"Gwennola—my sister." This time the voice beside her rang with a sudden feeble exultation, as of one who, for the first time, realized that his name had verily been pronounced by a denizen of earth. "Gwennola, Gwennola! nay, it is impossible. Hence, mocking demon, and taunt me not in my last hours!"

But already, groping in the darkness, guided by the feeble voice, the girl had found the object of her search, and bent over the prostrate figure, weeping and laughing in a very paroxysm of joy.

"Yvon, Yvon!" she cried, as she clung to him, pressing her warm young lips to the damp brow. "Ah, my brother, whom for these past years we have mourned as dead, is it possible that thou livest? What mystery is here? what foul and terrible plot? But, what is this?—thou art bound and helpless? a prisoner!
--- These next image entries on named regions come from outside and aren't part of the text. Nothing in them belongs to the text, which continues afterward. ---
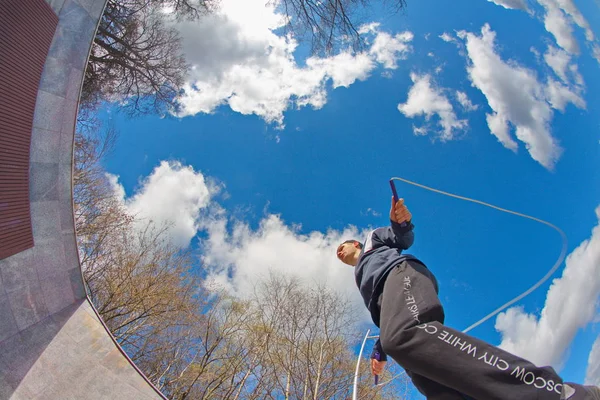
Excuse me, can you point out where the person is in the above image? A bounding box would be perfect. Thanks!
[337,198,600,400]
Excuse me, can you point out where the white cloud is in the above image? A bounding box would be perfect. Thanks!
[496,207,600,369]
[201,210,370,322]
[456,90,479,111]
[592,44,600,63]
[538,0,595,54]
[488,0,528,11]
[585,336,600,386]
[438,32,456,43]
[459,24,585,169]
[398,73,467,140]
[109,161,219,247]
[179,0,413,126]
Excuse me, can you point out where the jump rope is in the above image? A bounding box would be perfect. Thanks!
[375,177,568,386]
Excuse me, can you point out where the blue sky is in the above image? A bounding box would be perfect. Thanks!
[96,0,600,394]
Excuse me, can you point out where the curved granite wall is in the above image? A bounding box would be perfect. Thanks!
[0,0,164,400]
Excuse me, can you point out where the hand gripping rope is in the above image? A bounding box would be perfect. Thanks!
[352,177,568,399]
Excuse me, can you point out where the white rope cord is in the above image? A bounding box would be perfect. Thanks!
[377,177,568,386]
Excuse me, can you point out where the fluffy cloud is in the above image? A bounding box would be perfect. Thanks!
[538,0,595,54]
[439,32,455,43]
[201,211,369,321]
[456,90,479,111]
[488,0,528,11]
[458,24,585,169]
[585,336,600,386]
[179,0,413,126]
[496,207,600,368]
[398,73,467,140]
[109,161,219,247]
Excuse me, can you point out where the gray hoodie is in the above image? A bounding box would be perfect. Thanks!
[354,221,423,327]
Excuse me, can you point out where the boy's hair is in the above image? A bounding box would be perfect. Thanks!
[340,239,362,249]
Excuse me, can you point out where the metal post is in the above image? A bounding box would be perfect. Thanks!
[352,329,371,400]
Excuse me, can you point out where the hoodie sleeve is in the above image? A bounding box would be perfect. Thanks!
[365,221,415,253]
[371,339,387,361]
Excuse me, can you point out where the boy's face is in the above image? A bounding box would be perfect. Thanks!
[336,243,360,267]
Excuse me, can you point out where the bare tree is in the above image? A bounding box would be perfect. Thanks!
[273,0,406,53]
[81,0,216,115]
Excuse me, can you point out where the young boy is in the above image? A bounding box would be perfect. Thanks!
[337,199,600,400]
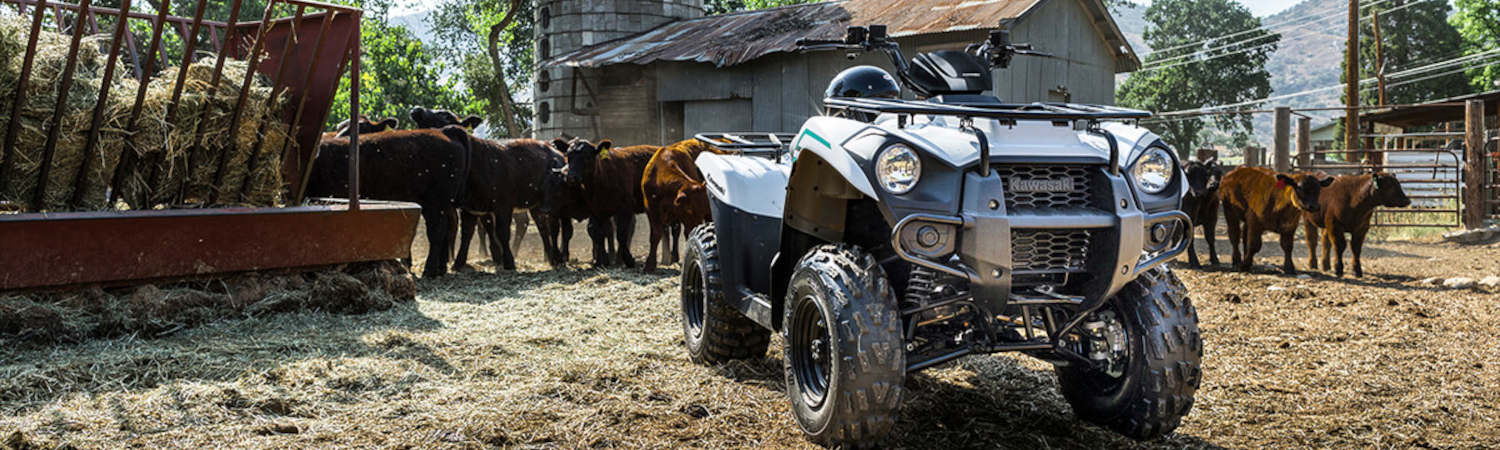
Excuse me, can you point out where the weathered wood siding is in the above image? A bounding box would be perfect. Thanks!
[539,0,1118,144]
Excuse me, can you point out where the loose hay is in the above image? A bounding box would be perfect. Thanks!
[0,17,291,210]
[0,263,416,345]
[0,232,1500,449]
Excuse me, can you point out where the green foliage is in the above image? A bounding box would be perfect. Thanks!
[322,0,482,128]
[428,0,536,138]
[1116,0,1281,155]
[704,0,816,14]
[1449,0,1500,92]
[329,20,471,125]
[1340,0,1467,105]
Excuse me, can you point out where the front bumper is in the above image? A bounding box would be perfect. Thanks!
[893,168,1190,315]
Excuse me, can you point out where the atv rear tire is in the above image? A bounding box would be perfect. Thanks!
[1058,269,1203,441]
[681,224,771,365]
[782,245,906,447]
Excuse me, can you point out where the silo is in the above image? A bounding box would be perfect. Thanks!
[533,0,705,144]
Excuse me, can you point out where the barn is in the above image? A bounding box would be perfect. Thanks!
[533,0,1140,144]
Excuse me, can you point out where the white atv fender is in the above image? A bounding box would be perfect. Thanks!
[696,117,878,218]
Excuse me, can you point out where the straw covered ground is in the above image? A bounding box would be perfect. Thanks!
[0,15,291,212]
[0,225,1500,449]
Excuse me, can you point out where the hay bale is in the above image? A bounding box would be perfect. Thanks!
[0,17,293,210]
[0,17,131,210]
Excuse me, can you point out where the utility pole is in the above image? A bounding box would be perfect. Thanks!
[1370,9,1386,107]
[1344,0,1359,156]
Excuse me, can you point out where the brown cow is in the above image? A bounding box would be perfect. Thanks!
[453,137,567,270]
[306,126,470,278]
[1302,173,1412,278]
[1220,167,1334,275]
[564,140,662,267]
[641,140,719,272]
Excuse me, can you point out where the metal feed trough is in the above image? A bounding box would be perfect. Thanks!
[0,0,419,291]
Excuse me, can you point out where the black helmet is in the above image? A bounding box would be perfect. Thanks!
[824,66,902,99]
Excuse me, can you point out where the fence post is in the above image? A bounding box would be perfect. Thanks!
[1271,107,1292,173]
[1298,117,1314,168]
[1464,101,1487,230]
[1196,149,1218,161]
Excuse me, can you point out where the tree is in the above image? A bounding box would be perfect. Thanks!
[329,20,476,126]
[1340,0,1467,105]
[428,0,536,138]
[1449,0,1500,92]
[1116,0,1281,156]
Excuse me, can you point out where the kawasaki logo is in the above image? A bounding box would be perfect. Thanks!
[1011,179,1074,192]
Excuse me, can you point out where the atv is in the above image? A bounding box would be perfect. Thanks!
[681,26,1203,447]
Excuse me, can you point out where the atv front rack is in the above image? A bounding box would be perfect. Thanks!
[693,132,795,162]
[824,98,1151,122]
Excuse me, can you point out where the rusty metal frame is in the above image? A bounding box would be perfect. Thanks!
[0,0,363,212]
[0,201,420,291]
[0,0,393,291]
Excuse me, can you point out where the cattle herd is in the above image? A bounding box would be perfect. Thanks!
[306,107,717,278]
[308,107,1412,282]
[1182,158,1412,276]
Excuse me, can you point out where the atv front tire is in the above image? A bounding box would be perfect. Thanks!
[1058,269,1203,441]
[681,224,771,365]
[782,245,906,447]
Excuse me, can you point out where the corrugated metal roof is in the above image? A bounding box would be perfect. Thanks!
[545,0,1062,68]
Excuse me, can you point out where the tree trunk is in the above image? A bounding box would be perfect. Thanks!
[489,0,525,138]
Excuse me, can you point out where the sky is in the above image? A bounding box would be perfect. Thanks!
[1131,0,1302,17]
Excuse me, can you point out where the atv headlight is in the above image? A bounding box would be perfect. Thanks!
[1130,147,1178,195]
[875,144,923,195]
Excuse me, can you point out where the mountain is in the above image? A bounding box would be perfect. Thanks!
[1115,0,1349,147]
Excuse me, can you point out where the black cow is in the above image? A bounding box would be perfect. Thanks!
[410,107,530,266]
[1182,156,1224,267]
[306,126,470,278]
[554,140,662,267]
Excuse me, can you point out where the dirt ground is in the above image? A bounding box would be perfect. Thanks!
[0,221,1500,449]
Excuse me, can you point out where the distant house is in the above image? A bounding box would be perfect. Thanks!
[533,0,1140,144]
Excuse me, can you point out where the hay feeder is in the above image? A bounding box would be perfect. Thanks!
[0,0,419,293]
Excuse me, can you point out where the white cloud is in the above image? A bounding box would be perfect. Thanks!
[1131,0,1302,17]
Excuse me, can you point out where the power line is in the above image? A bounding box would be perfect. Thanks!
[1152,0,1394,53]
[1136,0,1436,72]
[1158,50,1500,117]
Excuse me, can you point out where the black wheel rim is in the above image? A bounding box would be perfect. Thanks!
[683,261,708,339]
[788,297,833,410]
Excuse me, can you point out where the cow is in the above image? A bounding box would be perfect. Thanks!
[1220,167,1334,275]
[321,116,402,140]
[537,164,615,263]
[453,137,566,270]
[554,140,662,267]
[1182,158,1224,267]
[641,140,719,272]
[306,126,470,278]
[1302,173,1412,278]
[408,107,530,258]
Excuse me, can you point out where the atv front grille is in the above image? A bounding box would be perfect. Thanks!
[996,165,1092,210]
[1011,230,1089,276]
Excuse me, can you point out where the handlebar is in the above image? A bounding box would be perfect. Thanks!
[797,39,845,47]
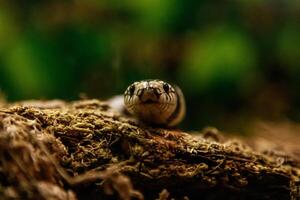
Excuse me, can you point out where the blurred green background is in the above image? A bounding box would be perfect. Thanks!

Oh, tell me, Yvon, tell me all! and yet no, we must not linger one instant in this terrible place, for already a still fouler wrong is being done to one altogether innocent."

"Nay," groaned Yvon de Mereac faintly, "in that thou speakest wisely, little sister, if it indeed be thou thyself, as these tears and kisses assure me, rather than one of the mocking fiends of delirium which ever haunt me, for truly the chief fiend himself will return anon, and then——"

Gwennola felt the shudder that ran through the gaunt frame, and the thought of Gloire's vengeance seemed to her less terrible than heretofore.

"He is dead!" she cried, divining swiftly of whom he spoke. "Gloire hath killed him but now, on the heath without; but ere he died methinks he repented of the ill he did thee, which the rather took the form of vengeance to another, even blacker-hearted than himself, than from hatred to thee."

"Dead?" echoed Yvon with a sob of sudden joy. "François Kerden dead? and thou here, little Gwennola, to save me? Nay! tell me not it is a dream, but rather free me from these bonds, and let me breathe once more the pure air of heaven."

"These bonds?" cried Gwennola in dismay, as her slender hands felt the tight thongs which bound the helpless man beside her. "Nay, but how shall I unloose them, Yvon? They are too strong for me to break, and, alas! I have no dagger."

Yvon groaned. "Can naught be done?" he sighed. "I faint for very longing of the cool night breezes; for days have I lain here, little sister, waiting for death, but he delayed; yon fiend suffered me not to die, though he kept me looking ever down into the abyss, and now——" His voice quivered, as with the feeble insistence of a child he repeated his plea to be liberated.

"Ay, verily," cried Gwennola joyfully, a sudden inspiration coming to her, "and so thou shalt, my Yvon; tarry but one instant, and I wot well I shall find what we seek."